Matt Calkins: Seahawks aren’t an 11-win team now, as oddsmakers say, but they’ll eventually get there

Seattle Seahawks outside linebacker Bruce Irvin  reacts to a touchdown on the bench during the second half against the Arizona Cardinals, Sunday, Dec. 21, 2014, in Glendale, Ariz. (Ross D. Franklin / AP)
By Matt Calkins Seattle Times

Try searching for pundits who picked the Seahawks to win 11 games last year.

You’ll be lucky if you can get one handful of fingers. That was a team that exceeded expectations due to an array of factors – but namely the play of Russell Wilson on offense and Jadeveon Clowney on defense.

Currently, however, the Seahawks do not have Clowney, and their top two running backs are rehabbing season-ending injuries. As of now, they aren’t as good as they were last year, yet Vegas oddsmakers have them favored in 11 games, plus a pick ’em vs. the San Francisco 49ers.
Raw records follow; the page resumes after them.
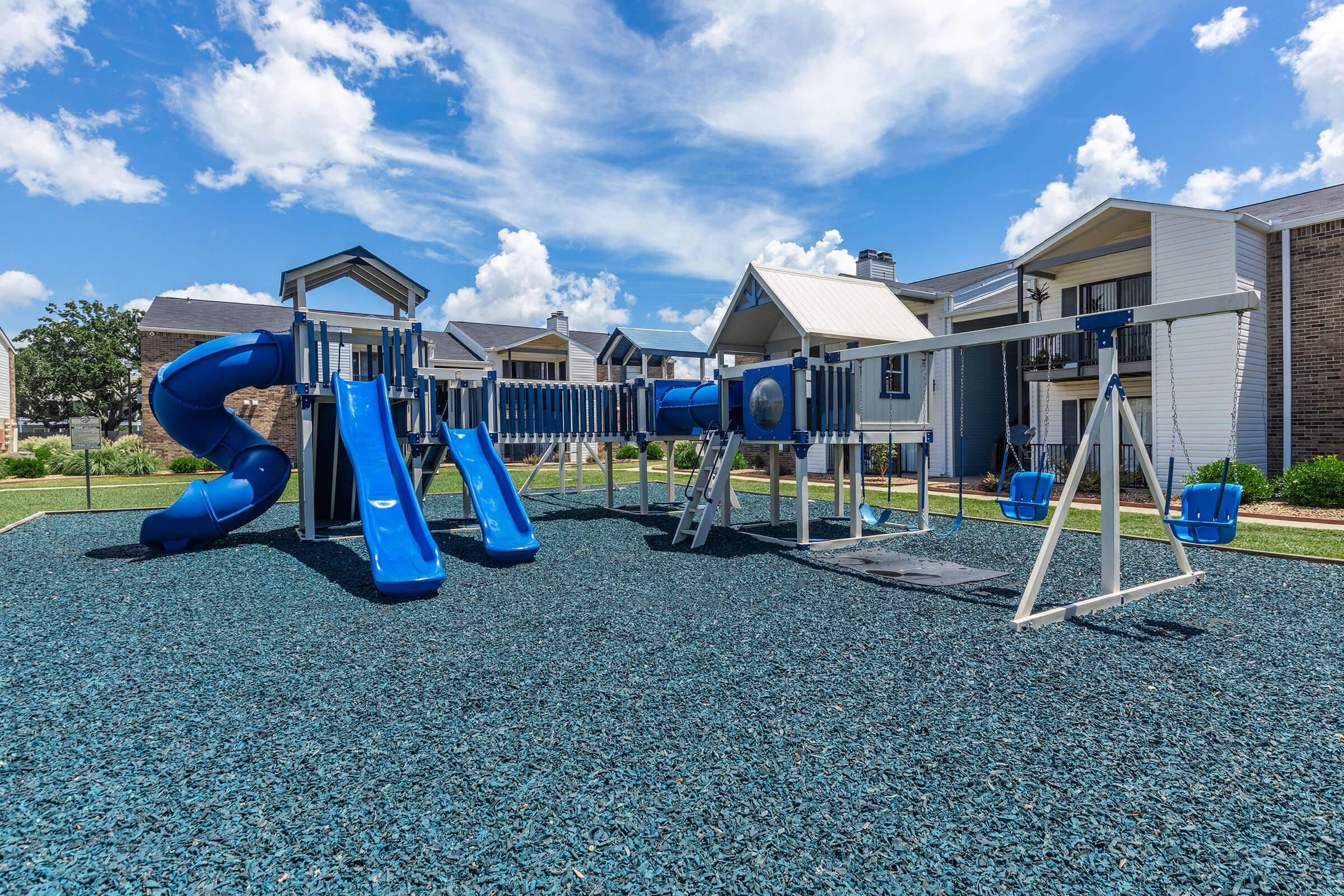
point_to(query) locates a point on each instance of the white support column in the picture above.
(800, 479)
(922, 489)
(610, 477)
(644, 477)
(562, 449)
(774, 486)
(307, 473)
(671, 483)
(1109, 448)
(578, 466)
(855, 489)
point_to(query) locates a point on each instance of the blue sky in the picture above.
(623, 162)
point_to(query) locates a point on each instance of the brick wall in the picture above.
(273, 417)
(1318, 272)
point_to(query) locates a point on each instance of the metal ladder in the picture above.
(711, 487)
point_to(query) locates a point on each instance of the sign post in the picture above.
(86, 433)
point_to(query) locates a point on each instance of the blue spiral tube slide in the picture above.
(187, 399)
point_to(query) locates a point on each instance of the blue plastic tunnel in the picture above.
(187, 399)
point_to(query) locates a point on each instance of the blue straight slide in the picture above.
(187, 399)
(505, 526)
(401, 551)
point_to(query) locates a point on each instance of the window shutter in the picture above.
(1069, 301)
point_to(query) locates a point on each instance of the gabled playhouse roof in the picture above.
(628, 344)
(362, 267)
(818, 305)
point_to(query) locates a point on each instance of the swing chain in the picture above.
(1171, 382)
(1009, 445)
(1237, 394)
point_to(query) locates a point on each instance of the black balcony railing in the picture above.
(1132, 344)
(1062, 457)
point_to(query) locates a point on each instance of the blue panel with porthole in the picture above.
(768, 403)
It seems to me that bookies placed their own bets when sizing up the Seahawks. Their wager? That coach Pete Carroll and general manager John Schneider are going to make a cannonball-sized splash before the season begins – or in the middle of it.

When evaluating a team from a betting-line perspective, sometimes you gotta look as much to the past as you do the present. Bookkeepers aren’t necessarily perusing every position on the roster so much as they’re looking at franchise trends.
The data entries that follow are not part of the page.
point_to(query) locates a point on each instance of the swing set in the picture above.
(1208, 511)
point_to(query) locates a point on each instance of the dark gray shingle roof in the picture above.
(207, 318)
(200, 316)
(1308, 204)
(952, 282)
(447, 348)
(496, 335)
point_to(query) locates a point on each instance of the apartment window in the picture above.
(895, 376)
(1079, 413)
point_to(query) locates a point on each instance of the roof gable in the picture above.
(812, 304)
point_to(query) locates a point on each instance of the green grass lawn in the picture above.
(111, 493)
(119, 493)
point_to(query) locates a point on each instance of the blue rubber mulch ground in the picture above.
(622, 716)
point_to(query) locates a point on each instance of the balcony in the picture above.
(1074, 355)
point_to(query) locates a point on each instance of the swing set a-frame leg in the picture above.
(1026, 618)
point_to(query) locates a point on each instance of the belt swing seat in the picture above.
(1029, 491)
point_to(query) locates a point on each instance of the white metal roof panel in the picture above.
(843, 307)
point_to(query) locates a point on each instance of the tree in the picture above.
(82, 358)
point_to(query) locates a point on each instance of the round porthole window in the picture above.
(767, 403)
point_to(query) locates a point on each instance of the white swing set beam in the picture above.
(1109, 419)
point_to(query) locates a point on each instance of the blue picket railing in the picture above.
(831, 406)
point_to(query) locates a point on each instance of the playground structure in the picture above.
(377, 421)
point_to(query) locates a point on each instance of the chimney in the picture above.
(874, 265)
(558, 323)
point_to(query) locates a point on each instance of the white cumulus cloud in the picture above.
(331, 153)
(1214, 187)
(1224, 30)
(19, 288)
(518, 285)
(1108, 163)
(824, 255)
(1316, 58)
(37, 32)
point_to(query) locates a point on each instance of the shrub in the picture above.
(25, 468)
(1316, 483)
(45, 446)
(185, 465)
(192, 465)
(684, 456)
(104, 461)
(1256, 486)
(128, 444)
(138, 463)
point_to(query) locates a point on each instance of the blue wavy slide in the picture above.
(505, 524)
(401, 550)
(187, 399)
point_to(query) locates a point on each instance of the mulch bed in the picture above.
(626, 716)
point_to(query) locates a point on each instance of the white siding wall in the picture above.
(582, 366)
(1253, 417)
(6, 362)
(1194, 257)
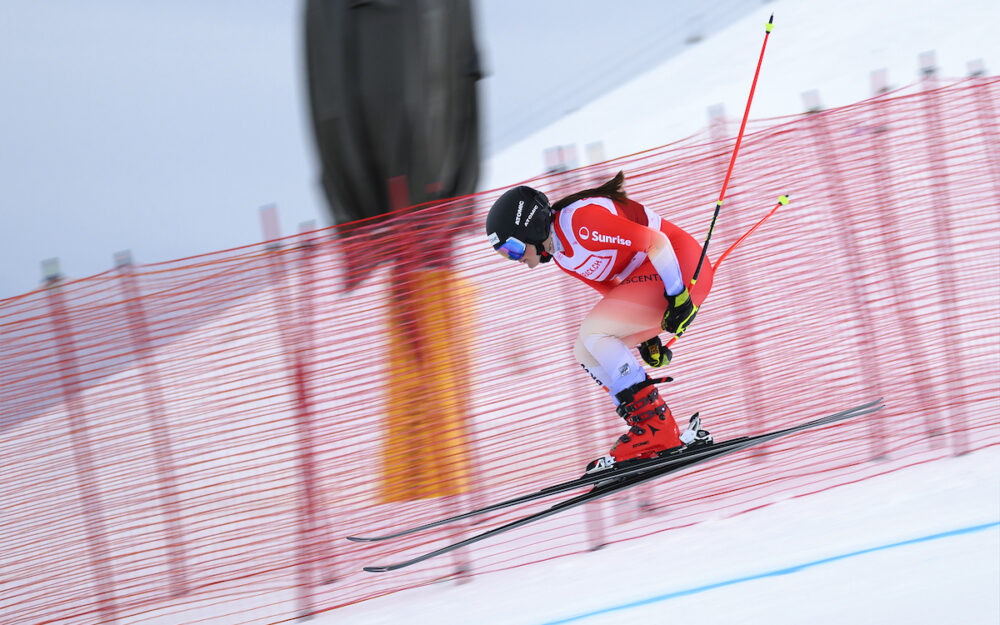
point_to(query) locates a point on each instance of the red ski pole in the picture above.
(732, 161)
(736, 149)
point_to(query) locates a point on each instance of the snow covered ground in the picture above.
(918, 546)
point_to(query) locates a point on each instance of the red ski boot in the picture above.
(652, 427)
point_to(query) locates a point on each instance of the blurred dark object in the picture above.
(392, 88)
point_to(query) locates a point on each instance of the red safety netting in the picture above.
(190, 441)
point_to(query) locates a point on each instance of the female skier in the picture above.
(640, 264)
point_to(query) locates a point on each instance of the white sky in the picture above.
(162, 126)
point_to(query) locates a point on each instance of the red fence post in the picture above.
(826, 150)
(922, 379)
(947, 265)
(295, 326)
(86, 476)
(153, 400)
(986, 111)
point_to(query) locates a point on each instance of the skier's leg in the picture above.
(628, 314)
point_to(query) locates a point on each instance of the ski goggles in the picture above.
(514, 248)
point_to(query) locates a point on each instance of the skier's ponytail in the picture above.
(614, 189)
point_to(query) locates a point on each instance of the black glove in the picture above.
(680, 313)
(654, 353)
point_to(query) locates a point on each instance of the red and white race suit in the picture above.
(616, 248)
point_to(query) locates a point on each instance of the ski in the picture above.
(608, 482)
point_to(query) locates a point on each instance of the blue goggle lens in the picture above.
(513, 248)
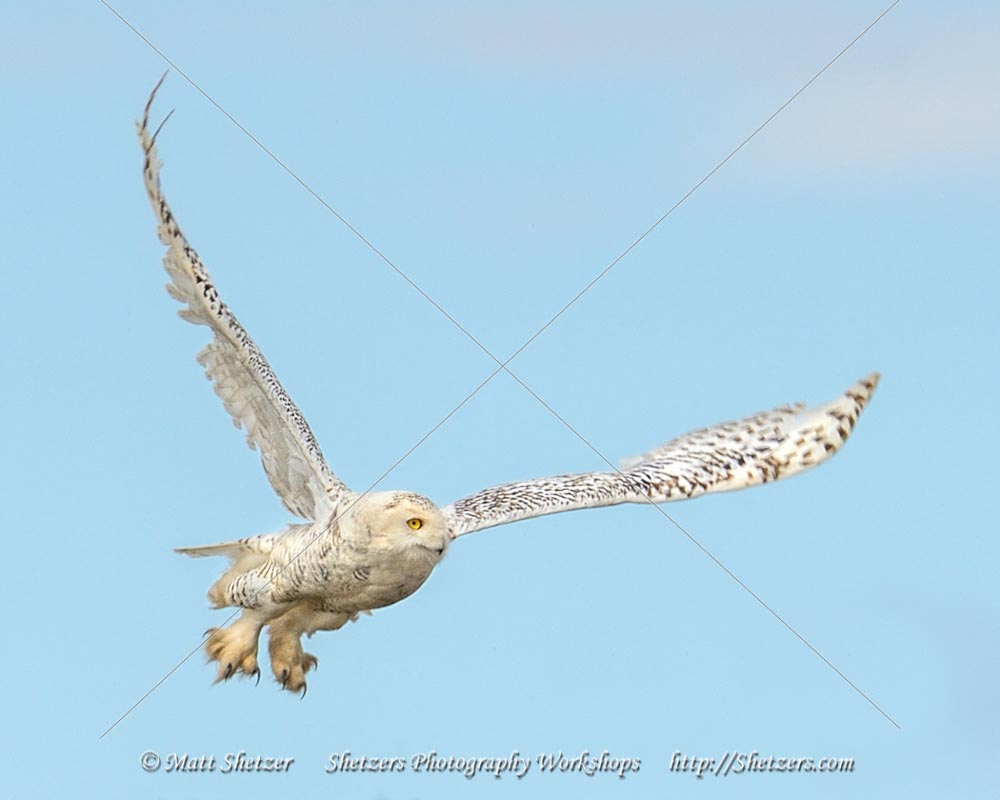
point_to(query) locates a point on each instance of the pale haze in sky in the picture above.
(501, 156)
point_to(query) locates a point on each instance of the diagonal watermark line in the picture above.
(503, 366)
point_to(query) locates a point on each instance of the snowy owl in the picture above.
(357, 552)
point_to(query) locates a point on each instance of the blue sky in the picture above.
(502, 155)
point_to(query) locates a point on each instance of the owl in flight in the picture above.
(357, 552)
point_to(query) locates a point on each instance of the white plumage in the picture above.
(357, 552)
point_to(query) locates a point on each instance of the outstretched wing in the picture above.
(761, 448)
(239, 372)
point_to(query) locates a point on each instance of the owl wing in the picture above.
(240, 374)
(764, 447)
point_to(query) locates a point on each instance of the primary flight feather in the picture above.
(357, 552)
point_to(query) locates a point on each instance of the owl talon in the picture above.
(234, 648)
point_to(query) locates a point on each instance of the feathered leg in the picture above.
(289, 662)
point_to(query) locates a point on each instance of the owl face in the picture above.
(403, 521)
And besides the New England Patriots, no team in the NFL has been as consistent as the Seahawks over the past eight years. Seven trips to the playoffs along with seven double-digit win seasons? You have to take that into account at this point despite any deficiencies they have.
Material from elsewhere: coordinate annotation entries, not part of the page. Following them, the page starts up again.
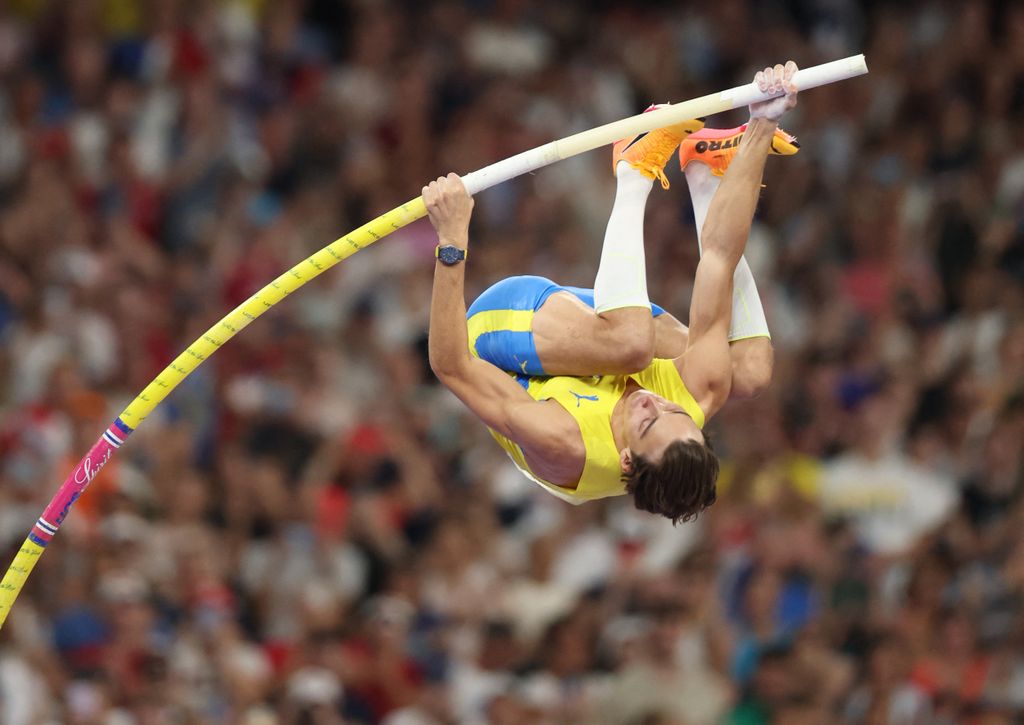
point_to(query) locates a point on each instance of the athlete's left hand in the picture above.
(450, 208)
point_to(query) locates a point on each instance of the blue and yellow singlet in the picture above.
(500, 332)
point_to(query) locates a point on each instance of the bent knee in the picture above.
(753, 361)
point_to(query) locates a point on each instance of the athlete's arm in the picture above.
(706, 366)
(487, 391)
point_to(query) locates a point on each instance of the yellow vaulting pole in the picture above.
(117, 433)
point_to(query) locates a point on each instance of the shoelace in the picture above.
(658, 145)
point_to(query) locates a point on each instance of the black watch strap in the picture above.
(449, 254)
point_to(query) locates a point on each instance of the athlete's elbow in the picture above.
(444, 368)
(752, 371)
(720, 245)
(634, 352)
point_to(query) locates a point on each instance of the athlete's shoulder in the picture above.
(546, 428)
So if you’re looking at Carroll and Schneider, you gotta think they’re up to something, right? They pretty much always are.

Whether the Seahawks can sign an impactful defensive lineman such as Clowney or Everson Griffen remains to be seen. Some enthusiasm for one of those signings may have waned a bit recently when it was reported that linebacker/rush end Bruce Irvin signed a near $6 million contract this offseason – about $2 million to $3 million more than was generally expected. That was primarily the result of his career-high 8.5 sacks with the Carolina Panthers last season.

If Irvin can replicate that kind of production for the Seahawks next season, that will be money well spent. But the extra dough makes it tougher to add another key piece to the defensive line, which remains Seattle’s most glaring deficiency.

Speculation of Clowney’s return has dominated the offseason sports headlines in Seattle, but that possibility seems more remote, even if the defensive end did overestimate his market value. Same goes for Griffen, the three-time Pro Bowler who had eight sacks for the Minnesota Vikings last year.

But I can’t help but think that the possibility of acquiring Clowney last year seemed equally remote a couple of weeks before it actually happened. Carroll and Schneider usually seem to find a way.

In the middle of the 2017 season, they were able to acquire left tackle Duane Brown, who made the Pro Bowl and ended up signing a long-term deal in Seattle. Before that season began, they were able to procure defensive tackle Sheldon Richardson on Sept. 1. And in the middle of last season, they obtained defensive back Quandre Diggs, who gave a huge boost to Seattle’s struggling defense.

That’s a track record.

The Seahawks’ front office has never believed in the idea of just having one time frame to beef up its roster. It’s essentially a 365-day a year commitment.

As Schneider said in an interview with CBS Sports’ Jason La Canfora, with whom he was discussing cap space, “We are just one of those teams that wants to be active throughout the season as well, so we try to budget accordingly.”

Anyone who follows the Seahawks closely knows that a high-impact move can come at any time. Oddsmakers do, too.

The Seahawks aren’t as good as they were last year yet. But “yet” is the operative word.